The debtor cites the cases of In re Wood, 13 B.R. 245 (Bankr. E.D. N.C. 1981) and In re McFarland, 38 B.R. 370 (Bankr. N.D. Iowa 1983) in support of his position. These cases hold that it is the original nature of a security interest at the time it attaches that determines whether it is a "nonpossessory" security interest within the meaning of 522(f). They hold that the taking possession of collateral by a secured party upon the default of a debtor is not "pursuant to voluntary agreement" and does not serve to constitute a possessory security interest that would preclude the application of the lien avoidance provision of 522(f) of the Bankruptcy Code.

The Bank, of course, disagrees with the debtor's contentions. The Bank argues that when a party with a security interest in property also has possession of such property, then the security interest is possessory and not subject to the lien avoidance provision of 522(f). The Bank further argues that when it took possession of the property subject to its security interest upon the default of the debtor it was pursuant to agreement. The Bank contends that it is implicit in a security agreement, unless otherwise specified, that upon default by a debtor a secured party may proceed to obtain possession of the property securing the obligation. See Wisconsin Statutes 409.503 and 425.205. The debtor knew at the time he entered into the security agreement that should he default under his loan obligation the Bank could exercise its legal rights to seek recovery from the property securing the obligation. The debtor voluntarily entered into the security agreement because he wished to induce the Bank to extend a loan to him. The Bank extended a loan to the debtor in reliance upon the security agreement entered into between the debtor and the Bank which granted the Bank a security interest in the subject property.

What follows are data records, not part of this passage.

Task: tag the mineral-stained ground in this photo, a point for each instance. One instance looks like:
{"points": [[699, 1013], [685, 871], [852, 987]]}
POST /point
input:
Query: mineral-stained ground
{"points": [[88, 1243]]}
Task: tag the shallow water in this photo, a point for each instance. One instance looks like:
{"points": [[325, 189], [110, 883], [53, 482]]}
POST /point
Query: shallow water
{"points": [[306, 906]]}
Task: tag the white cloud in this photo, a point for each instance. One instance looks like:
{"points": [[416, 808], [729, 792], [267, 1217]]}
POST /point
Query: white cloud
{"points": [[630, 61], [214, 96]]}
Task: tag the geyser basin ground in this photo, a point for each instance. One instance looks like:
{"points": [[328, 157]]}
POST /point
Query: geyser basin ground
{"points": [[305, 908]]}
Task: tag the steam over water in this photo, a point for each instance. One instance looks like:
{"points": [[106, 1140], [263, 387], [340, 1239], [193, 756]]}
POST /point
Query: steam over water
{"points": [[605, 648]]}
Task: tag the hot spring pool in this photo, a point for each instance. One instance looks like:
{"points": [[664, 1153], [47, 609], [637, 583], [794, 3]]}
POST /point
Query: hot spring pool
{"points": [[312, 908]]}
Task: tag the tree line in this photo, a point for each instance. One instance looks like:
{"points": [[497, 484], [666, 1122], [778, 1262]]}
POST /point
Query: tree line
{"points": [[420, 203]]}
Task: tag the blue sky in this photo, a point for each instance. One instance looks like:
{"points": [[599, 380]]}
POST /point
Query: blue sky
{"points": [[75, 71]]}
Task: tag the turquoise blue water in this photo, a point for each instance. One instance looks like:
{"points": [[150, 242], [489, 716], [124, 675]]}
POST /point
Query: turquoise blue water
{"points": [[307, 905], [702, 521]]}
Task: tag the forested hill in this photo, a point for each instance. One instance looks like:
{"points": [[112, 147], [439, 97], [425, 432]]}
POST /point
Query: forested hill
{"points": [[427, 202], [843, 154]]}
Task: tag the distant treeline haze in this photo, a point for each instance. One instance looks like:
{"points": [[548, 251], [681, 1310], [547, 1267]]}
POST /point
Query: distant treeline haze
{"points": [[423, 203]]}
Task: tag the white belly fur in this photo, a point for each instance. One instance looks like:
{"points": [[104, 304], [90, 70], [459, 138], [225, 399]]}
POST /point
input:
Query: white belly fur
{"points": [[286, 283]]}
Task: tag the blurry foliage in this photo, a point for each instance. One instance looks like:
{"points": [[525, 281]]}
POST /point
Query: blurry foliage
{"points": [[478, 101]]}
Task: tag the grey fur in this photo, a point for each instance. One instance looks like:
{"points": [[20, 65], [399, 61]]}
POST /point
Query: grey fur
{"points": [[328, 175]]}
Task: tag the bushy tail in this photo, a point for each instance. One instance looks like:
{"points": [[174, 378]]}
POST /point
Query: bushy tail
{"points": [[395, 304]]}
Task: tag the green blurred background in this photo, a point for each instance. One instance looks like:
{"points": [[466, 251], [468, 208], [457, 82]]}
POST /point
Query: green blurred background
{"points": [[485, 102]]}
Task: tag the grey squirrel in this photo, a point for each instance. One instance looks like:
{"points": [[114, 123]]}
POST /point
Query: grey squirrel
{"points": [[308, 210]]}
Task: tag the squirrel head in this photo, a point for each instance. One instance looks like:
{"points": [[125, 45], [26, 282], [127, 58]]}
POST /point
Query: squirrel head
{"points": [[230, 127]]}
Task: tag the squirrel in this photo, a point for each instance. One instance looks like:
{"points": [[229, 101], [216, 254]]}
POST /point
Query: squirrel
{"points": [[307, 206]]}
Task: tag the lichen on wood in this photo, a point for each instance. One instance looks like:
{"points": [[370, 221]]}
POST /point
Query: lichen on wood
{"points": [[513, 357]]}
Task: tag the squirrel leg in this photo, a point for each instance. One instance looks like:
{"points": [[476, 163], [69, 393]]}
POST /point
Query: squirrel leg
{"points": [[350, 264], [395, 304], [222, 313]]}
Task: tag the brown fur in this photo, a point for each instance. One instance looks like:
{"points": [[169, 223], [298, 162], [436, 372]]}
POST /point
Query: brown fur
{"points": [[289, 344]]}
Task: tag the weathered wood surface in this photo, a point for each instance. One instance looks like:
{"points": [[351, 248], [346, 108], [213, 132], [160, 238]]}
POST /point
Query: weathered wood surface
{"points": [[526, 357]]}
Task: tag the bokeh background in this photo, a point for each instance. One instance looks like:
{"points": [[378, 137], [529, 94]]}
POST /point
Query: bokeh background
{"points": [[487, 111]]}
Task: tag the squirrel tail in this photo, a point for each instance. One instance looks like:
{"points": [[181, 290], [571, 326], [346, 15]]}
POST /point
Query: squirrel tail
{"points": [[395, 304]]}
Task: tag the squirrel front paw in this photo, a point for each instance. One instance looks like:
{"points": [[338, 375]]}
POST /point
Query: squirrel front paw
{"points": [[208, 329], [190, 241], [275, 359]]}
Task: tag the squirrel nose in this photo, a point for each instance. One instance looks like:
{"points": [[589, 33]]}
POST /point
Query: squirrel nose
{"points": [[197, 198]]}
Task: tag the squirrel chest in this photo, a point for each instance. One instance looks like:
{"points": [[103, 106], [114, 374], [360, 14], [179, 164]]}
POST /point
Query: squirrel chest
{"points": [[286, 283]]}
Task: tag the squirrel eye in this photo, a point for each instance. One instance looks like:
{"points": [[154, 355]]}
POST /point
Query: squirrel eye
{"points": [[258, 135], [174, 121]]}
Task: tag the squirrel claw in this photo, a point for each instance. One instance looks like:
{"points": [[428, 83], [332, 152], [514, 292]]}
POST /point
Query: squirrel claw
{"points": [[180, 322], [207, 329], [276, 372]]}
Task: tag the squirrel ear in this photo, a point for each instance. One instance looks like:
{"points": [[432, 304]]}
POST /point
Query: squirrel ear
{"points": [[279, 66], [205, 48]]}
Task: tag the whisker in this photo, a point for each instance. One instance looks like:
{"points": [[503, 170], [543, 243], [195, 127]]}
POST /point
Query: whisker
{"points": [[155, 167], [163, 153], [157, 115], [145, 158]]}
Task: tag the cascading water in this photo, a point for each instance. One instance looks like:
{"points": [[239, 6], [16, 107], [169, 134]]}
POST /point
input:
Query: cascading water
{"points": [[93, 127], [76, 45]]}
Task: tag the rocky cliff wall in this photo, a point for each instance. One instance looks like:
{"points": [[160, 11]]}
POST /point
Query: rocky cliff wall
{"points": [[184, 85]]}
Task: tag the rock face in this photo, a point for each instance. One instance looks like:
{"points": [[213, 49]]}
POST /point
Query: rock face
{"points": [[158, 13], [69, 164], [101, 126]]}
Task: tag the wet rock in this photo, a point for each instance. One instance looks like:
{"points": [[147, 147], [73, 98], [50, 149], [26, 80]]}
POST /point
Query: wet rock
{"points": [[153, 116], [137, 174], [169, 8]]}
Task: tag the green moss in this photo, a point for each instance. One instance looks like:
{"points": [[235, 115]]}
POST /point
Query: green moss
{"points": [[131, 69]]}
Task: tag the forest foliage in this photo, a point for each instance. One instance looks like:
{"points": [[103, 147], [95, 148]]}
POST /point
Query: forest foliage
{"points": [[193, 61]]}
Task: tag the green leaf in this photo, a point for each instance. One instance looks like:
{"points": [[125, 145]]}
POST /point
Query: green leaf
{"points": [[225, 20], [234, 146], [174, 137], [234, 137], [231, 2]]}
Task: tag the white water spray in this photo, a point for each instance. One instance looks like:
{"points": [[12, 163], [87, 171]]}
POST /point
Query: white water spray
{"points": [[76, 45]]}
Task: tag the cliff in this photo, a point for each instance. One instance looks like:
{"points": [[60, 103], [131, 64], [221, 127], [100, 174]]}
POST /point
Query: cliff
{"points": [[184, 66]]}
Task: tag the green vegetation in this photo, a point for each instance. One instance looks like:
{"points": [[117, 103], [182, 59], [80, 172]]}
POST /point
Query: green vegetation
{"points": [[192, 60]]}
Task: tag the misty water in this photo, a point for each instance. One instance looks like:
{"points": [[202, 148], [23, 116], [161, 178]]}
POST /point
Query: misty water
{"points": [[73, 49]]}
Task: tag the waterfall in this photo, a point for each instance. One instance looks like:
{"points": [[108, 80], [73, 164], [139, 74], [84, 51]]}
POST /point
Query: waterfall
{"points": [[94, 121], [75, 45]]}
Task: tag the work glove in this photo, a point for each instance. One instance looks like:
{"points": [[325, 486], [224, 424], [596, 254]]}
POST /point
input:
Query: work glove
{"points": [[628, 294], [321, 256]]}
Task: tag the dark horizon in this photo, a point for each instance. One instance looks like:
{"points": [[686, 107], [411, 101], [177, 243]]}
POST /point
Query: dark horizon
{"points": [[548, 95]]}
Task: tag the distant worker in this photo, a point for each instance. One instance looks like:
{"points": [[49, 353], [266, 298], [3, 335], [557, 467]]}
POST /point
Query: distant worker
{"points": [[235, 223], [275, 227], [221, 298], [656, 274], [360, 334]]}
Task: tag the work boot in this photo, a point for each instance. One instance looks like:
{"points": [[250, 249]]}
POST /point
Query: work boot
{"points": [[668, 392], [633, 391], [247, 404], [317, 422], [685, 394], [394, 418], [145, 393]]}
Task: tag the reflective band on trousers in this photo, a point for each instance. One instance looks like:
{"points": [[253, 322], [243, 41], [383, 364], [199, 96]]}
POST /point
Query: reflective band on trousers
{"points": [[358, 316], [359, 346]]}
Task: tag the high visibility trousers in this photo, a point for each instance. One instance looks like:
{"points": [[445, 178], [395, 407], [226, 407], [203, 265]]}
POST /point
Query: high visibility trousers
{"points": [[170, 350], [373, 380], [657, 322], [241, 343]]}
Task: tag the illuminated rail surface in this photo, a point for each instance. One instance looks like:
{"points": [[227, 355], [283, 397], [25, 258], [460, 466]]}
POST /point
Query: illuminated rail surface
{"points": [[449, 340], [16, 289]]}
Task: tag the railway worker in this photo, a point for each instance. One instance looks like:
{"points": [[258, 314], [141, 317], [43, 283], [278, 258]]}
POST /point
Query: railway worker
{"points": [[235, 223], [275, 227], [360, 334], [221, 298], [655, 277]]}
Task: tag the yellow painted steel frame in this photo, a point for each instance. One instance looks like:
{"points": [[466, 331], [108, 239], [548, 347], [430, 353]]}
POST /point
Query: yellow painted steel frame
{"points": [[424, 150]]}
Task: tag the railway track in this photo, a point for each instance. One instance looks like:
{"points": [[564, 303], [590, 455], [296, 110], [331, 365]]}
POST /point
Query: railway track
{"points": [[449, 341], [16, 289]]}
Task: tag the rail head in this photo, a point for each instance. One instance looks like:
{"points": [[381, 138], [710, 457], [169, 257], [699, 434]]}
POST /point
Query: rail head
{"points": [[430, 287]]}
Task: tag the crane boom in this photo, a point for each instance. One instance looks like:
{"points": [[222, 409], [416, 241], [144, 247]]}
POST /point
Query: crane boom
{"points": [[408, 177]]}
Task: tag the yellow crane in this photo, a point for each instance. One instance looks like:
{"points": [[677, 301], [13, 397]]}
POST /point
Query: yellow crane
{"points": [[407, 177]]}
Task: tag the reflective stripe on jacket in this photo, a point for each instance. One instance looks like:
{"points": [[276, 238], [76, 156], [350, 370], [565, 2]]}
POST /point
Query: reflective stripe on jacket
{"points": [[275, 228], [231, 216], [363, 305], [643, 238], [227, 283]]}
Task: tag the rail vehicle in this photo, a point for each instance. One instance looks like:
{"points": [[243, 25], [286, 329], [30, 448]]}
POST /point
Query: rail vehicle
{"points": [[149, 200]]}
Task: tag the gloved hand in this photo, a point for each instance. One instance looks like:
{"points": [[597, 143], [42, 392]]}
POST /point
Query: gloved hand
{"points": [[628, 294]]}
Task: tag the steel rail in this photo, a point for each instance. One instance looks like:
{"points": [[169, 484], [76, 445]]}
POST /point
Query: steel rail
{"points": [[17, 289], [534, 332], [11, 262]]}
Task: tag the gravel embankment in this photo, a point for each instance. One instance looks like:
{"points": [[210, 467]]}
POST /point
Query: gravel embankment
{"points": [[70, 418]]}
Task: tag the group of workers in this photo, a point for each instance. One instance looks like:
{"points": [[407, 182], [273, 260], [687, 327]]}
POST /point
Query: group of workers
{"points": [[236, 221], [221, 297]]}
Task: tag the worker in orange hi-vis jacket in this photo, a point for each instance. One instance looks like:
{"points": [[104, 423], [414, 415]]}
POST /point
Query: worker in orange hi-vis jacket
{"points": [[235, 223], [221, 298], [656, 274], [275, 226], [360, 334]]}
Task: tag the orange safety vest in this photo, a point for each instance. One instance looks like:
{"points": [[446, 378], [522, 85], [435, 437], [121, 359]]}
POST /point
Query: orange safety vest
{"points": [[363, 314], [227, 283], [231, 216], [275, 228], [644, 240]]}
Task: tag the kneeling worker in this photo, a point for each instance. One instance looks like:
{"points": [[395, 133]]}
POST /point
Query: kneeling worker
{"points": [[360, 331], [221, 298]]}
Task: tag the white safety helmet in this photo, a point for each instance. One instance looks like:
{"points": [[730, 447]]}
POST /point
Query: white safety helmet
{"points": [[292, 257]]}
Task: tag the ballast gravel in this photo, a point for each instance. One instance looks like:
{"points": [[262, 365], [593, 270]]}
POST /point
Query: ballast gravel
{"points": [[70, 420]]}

The Bank cites the case of In re Sanders, 61 B.R. 381 (Bankr. D. Kan. 1986) in support of its position. The court in Sanders held that when a Bank took possession of collateral upon the default of a debtor, it obtained a possessory security interest in the collateral. "The Bank's nonpossessory security interest became a possessory security interest when the Bank took possession of the collateral." In re Sanders, 61 B.R. 381, 384 (Bankr. D. Kan. 1986). The Sanders court explicitly rejected the reasoning in McFarland and Wood on which the debtor places reliance. The court noted the standard provision implicit in a security agreement giving a creditor the right to take possession of collateral upon default.

This court is in accord with the reasoning in Sanders. The debtor voluntarily entered into a security agreement with the Bank wherein the debtor granted the Bank a security interest in the subject property in exchange for a loan by the Bank. Implicit in this agreement was the Bank's right to lawfully take possession of the collateral upon the default of the debtor. The debtor did in fact default on his loan obligation. The Bank brought an action of replevin in state court and a judgment of replevin was entered in favor of the Bank. The Bank then lawfully took possession of the collateral. The Bank has a possessory security interest in the collateral.

It is the conclusion of the court that the Bank's "security interest is possessory" and the motion of the debtor to avoid the Bank's lien should accordingly be denied.

This opinion shall constitute findings of fact and conclusions of law in accordance with Bankruptcy Rule 7052.